L’étendue de ces compétences a laissé croire à la présidence de cet organe que les compétences qui lui ont été dévolues par l’Union, équivalent à un mandat absolu et général sur tous les conflits que connaît le continent, et que sa compétence serait, à l’instar du Conseil de sécurité des Nations-Unies, opposable à tous les organes de l’Union sans distinction , y compris à la Troïka , instaurée par le Sommet de Nouakchott, de juillet 2018 . Dans sa Résolution 693(XXXI), du 2 juillet 2018, adoptée sur la base du Rapport du CPS, la Conférence des Chefs d’Etat et de Gouvernement avait « décidé d’établir un mécanisme africain comprenant la Troïka de l’UA, à savoir les présidents sortant, en exercice et entrant de l’UA, ainsi que le président de la Commission, pour apporter un soutien efficace aux efforts conduits par les Nations-Unies, et ce en encourageant les parties à faire preuve de flexibilité, en mobilisant un appui, aussi large que possible, aux efforts que mènent les Nations-Unies, et en réfléchissant, en étroite consultation avec les Nations-Unies, sur le contenu du compromis souhaité. Ce mécanisme fera régulièrement rapport sur l’exécution de son mandat à la Conférence de l’Union et, en tant que de besoin, au Conseil Paix et Sécurité au niveau des Chefs d’État et de Gouvernement.
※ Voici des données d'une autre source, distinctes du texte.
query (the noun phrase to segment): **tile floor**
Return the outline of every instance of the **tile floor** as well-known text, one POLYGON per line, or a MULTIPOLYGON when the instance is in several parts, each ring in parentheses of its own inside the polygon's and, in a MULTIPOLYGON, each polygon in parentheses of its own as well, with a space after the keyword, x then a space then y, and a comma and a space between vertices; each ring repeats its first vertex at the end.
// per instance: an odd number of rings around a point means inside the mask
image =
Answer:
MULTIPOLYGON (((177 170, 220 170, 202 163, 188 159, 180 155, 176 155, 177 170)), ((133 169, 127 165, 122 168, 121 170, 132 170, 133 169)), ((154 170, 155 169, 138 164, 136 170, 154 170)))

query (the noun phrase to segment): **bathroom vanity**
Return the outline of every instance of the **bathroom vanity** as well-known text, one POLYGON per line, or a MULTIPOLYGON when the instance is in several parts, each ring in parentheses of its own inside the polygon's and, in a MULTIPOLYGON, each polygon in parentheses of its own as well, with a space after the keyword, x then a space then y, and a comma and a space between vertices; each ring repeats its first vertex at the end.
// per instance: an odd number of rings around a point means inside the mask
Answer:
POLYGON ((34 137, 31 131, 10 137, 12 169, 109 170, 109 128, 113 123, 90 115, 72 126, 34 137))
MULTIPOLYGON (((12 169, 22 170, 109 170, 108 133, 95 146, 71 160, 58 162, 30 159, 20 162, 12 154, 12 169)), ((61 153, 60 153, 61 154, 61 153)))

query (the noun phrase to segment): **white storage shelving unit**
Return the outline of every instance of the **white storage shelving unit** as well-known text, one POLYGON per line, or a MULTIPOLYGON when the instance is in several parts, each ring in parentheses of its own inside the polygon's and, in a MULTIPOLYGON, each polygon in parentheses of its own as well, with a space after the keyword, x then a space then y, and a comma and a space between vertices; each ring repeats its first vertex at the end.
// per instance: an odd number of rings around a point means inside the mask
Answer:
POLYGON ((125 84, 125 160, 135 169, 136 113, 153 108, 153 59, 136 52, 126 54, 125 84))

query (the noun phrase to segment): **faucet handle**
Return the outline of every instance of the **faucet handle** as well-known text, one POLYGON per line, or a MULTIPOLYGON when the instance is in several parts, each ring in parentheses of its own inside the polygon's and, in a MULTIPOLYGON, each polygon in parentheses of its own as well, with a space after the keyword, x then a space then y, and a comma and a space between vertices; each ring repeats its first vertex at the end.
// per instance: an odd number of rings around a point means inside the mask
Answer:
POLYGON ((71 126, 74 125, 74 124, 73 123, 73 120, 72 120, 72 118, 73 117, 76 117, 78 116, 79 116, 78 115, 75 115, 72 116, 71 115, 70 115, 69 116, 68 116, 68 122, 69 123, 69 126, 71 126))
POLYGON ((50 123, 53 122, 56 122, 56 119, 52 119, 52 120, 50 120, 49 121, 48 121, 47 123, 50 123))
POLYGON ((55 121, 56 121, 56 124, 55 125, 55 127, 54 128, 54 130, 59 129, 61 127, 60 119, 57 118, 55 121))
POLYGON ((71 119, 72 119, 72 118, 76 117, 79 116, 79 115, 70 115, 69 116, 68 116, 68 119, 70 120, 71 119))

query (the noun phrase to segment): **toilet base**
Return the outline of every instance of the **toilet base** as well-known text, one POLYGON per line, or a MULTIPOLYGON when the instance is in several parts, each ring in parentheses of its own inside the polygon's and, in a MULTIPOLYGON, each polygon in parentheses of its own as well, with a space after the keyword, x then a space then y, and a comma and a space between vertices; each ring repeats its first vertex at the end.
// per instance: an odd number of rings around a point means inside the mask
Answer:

La Conférence décide que la question du Sahara occidental ne sera abordée que dans ce cadre et à ce niveau ».

Il ressort de ce paragraphe que :

 • la Troïka est un organe politique établi au niveau des Chefs d’Etat et non un mécanisme technique comparable au CPS ;

 • Son mandat est d’apporter un appui efficace aux efforts des Nations-Unies, ce qui signifie qu’elle ne peut ni s’y substituer ni initier un processus parallèle

 • Elle fera rapport, essentiellement, au Sommet et, accessoirement, en tant que de besoin, au CPS, représenté au niveau des Chefs d’Etat et de Gouvernement ;

• La question du Sahara ne sera abordée que dans ce cadre et à ce niveau.

Si l’on se tient à ce dernier passage de la décision, il ne fait aucun doute que le CPS n’aurait pas dû aborder la question du Sahara dans son rapport présenté à la Conférence au Sommet de l’Union, en février 2019. Le Rapport ayant, malgré tout, circulé parmi les Etats membres avec un paragraphe traitant du Sahara, sa contestation, par le Maroc, était légitime et inévitable et le verdict du Conseiller juridique de l’UA, prévisible et tranchant.

Dans sa lettre du 8 février 2019, dont il a généralisé la distribution aux Ambassadeurs, représentants permanents africains accrédités auprès de l’Union africaine, et au Secrétariat du CPS, l’Ambassadeur du Nigéria, Président par intérim du mois du Groupe des Représentants permanents, a repris la quintessence de l’Avis juridique, articulé autour des points de droit ci- après :

 • Conformément aux articles 6 (2) et 9 de l’Acte constitutif de l’Union africaine, l’Assemblée est l’organe suprême de l’UA et, en tant que tel, il peut créer tout autre organe comme le PC et lui donner des directives ;

 • Le Protocole instituant le CPS est un instrument juridique subsidiaire par rapport à l’Acte constitutif de l’Union ;

 • La décision de Nouakchott interdit au CPS de soulever la situation du Sahara, de la citer ou de s’y référer, sous quelque manière ou forme que ce soit ;

 • Le CPS doit se conformer à l’esprit et à la lettre de la décision du Sommet de Nouakchott.

Cette mise au point sur la répartition des rôles et des responsabilités des différents organes de l’Union africaine, qui reflète l’importance de la maîtrise des règles de procédure, constitue une première étape dans le processus d’ajustement de la position de l’Union africaine sur la question du Sahara.

C’est là une tendance significative qui gagnerait à être encouragée, en tant que manifestation d’une volonté collective africaine de mettre la règle de droit au cœur de l’action de l’Union, et d’asseoir un climat de confiance entre ses Etats membres et entre ceux-ci et les structures de l’Organisation.

La confirmation de cette tendance, et le développement de cette nouvelle culture, sont de nature à contribuer à l’assainissement des relations interafricaines, renforcer les partenariats de l’Union et servir l’image du continent à l’international.